And a primrose.  Spring really is coming.  Even if it’s only January.

 

 

 

 

* Or, my latest sad/desperate/pathetic idea about spending less time on the blog:  short Mondays.  Yesterday was a classic Days in the Life story.  I couldn’t possibly not have told it.  But could I possibly tell it SHORT?  No.  I don’t do short.  I’m beginning to think that discovering the superphysics for thirty-hour days is more plausible than my ever learning to write short.  Yet I am constrained by another zzzt-making electric fence on the other side of this issue, which is that if I drop it to less often than every day–as many, many, many bloggers^ do–the general frenzy level will drop too.  And frenzy is how I get stuff done.   At all.^^

^ Sane, well balanced bloggers who don’t have to trick themselves into getting stuff done.

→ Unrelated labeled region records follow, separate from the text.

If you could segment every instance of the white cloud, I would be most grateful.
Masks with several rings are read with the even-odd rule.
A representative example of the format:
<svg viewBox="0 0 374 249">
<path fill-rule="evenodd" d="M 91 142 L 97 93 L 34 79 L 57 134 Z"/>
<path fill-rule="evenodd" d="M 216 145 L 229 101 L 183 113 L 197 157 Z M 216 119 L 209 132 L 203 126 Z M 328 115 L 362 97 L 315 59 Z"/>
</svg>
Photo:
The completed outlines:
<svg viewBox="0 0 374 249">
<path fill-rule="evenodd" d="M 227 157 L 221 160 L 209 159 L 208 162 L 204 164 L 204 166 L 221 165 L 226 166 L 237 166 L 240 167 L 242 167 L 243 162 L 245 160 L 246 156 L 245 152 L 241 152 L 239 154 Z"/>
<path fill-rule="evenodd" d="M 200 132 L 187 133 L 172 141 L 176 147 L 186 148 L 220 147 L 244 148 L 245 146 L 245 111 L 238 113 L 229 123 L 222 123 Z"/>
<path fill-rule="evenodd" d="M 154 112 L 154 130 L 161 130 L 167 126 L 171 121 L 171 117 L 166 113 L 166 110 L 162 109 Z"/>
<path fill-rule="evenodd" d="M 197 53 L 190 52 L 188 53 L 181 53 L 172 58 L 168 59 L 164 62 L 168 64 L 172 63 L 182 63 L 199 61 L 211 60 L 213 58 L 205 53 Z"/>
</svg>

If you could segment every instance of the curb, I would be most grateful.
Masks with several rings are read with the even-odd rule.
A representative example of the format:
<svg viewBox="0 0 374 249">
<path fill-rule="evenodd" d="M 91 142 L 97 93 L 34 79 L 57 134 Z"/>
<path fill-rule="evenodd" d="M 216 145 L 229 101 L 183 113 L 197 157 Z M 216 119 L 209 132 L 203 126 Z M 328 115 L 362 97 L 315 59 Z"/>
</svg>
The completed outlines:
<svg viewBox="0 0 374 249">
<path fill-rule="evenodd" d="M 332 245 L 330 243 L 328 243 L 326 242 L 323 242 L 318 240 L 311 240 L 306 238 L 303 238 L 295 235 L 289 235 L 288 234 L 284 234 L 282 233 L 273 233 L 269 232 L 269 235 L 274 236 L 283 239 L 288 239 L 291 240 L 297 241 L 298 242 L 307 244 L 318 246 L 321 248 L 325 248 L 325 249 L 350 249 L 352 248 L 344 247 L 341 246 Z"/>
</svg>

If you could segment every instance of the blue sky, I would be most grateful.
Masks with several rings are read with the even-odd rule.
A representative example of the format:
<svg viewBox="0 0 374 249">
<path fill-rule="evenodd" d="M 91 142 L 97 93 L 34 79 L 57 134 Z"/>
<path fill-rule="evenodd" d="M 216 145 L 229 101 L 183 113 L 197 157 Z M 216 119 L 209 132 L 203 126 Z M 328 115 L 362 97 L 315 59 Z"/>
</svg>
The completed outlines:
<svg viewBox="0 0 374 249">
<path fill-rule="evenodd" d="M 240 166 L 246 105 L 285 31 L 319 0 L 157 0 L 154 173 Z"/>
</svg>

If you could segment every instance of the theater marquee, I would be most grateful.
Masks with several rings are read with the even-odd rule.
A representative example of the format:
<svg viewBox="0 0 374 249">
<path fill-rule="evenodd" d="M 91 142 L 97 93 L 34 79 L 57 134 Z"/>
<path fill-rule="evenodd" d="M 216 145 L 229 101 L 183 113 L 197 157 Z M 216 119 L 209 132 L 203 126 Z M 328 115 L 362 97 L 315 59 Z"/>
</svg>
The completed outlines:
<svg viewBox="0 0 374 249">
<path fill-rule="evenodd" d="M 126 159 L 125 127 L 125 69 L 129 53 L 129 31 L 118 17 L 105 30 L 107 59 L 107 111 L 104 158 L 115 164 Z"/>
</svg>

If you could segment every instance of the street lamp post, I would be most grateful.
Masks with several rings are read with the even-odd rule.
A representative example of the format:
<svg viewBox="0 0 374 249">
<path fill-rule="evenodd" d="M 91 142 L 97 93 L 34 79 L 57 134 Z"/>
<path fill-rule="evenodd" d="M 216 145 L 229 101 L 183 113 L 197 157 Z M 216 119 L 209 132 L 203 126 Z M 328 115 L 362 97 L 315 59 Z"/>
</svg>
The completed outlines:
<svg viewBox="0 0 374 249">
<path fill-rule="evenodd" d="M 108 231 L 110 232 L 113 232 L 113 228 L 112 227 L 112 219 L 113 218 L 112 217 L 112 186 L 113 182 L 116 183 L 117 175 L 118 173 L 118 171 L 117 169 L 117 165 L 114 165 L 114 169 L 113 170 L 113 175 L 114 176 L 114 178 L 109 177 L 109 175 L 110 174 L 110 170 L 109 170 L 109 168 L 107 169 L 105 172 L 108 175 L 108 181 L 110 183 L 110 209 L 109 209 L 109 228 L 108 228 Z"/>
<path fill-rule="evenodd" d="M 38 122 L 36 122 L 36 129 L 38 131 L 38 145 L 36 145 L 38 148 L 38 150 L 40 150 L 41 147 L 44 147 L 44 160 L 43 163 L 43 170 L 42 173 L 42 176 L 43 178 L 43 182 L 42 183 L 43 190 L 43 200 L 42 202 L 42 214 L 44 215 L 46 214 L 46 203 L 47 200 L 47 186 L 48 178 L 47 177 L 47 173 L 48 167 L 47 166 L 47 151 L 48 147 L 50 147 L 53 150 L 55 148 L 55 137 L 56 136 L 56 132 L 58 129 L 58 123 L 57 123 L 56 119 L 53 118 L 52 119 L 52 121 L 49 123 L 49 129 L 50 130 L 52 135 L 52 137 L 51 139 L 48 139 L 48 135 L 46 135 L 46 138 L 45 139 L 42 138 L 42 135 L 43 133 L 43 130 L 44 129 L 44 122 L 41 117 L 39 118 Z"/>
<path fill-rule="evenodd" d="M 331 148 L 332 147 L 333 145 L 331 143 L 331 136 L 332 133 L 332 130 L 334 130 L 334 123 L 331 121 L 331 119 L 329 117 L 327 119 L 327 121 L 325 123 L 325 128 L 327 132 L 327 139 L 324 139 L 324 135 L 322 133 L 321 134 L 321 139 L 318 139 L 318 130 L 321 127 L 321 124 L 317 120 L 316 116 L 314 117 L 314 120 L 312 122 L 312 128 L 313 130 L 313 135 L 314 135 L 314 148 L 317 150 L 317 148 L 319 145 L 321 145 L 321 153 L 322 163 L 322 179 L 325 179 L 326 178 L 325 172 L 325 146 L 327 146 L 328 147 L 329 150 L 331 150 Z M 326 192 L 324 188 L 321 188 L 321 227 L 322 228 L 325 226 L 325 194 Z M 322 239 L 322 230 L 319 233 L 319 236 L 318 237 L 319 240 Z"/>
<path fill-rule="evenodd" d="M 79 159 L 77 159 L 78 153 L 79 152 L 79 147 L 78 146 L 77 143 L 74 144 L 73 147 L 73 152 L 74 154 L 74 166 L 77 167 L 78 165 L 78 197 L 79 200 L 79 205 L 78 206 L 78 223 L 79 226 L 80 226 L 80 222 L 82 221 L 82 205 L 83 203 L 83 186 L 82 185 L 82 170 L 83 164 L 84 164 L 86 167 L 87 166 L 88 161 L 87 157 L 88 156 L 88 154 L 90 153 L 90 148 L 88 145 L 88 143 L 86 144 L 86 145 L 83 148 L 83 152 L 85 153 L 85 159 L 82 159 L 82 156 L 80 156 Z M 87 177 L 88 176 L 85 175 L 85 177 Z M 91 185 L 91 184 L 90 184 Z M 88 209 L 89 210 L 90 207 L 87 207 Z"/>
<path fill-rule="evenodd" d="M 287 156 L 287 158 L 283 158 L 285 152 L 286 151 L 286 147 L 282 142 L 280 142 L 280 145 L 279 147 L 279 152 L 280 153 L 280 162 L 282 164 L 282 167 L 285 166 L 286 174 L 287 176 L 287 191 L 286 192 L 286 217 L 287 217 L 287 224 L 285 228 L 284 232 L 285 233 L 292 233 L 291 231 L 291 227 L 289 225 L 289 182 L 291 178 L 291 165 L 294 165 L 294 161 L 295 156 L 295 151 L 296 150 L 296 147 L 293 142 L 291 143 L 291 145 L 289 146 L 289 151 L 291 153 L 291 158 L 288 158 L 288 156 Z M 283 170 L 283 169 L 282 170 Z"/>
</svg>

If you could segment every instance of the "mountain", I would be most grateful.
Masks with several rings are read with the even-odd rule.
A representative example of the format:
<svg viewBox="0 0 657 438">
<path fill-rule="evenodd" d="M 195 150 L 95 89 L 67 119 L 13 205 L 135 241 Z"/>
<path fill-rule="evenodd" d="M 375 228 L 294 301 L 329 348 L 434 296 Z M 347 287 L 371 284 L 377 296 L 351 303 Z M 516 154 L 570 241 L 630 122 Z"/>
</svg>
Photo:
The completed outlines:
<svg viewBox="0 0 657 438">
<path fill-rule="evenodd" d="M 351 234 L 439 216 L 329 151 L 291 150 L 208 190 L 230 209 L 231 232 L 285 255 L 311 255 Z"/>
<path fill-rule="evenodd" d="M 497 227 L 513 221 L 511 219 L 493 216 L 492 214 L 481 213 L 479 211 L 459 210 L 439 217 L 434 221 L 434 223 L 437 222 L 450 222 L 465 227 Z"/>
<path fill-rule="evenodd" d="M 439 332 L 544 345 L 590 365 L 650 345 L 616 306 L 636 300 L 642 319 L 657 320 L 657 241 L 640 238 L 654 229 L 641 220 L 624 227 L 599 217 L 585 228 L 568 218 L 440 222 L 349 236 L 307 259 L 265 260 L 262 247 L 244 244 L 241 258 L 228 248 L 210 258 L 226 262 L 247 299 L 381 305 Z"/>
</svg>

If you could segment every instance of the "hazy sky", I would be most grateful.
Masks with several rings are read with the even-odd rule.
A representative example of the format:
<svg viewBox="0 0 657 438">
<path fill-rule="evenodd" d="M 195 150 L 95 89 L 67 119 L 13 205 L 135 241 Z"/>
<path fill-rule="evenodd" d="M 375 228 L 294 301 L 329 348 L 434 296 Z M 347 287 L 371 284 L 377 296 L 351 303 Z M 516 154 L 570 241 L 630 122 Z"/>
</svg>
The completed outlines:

^^ Yes.  This is another of those ‘and you have ME why?’ moments.

**  And may it NOT come back.  Please.

Sunday morning

(This had been going to go up yesterday.  And then we went hurtling and the scenery won.  So I changed a few verb tenses and . . . )

I had about four hours’ sleep Saturday night.  I turned the light out at a perfectly respectable hour*, or let’s say a retiring hour I find appropriate to an alarm clock going off at 8 a.m. later that morning.   And then I didn’t sleep.   After most of an hour of lying in the dark with my eyes burning with openness, I turned the light back on again.

            So Sunday did not contain any of my brighter or more scintillating exploits.  I got through bell ringing without being murdered by my colleagues, so that was good.  And then I tottered down the street to the florist.  I have a serious cut-flower habit, and I go in every Sunday morning after ringing and stoke the sucker.**   And the florist, who thinks I’m fun to watch, often gives me a bunch of this or that which is on its last legs and past being sold.   Then I take my swag home(s)*** and play

            Yesterday she gave me a handful of stocks which, when I took them home and gingerly separated them, instantly dropped half their flowers.  However, waste not want not.IMG_0212

            

             

 

 

 

 

You can see the rest of them here.   IMG_0213The usual system is to buy a few cheap things, like carnations, and one or two (or three) individual roses.****

              At this point however it was still comparatively early.  Hellhounds had greeted me on my return from ringing† and then retired again to their crate to finish their necessary fourteen hours’ nighttime shut-eye. ††  I started doing some of the standard household chores–the first of the twice daily brush-ups of the frelling kitchen floor, for example, followed by the daily mop.  And there seem to be a few dishes languishing in the sink (how did they get there?).  And then I was seized by the notion of cleaning the kitchen windowsill.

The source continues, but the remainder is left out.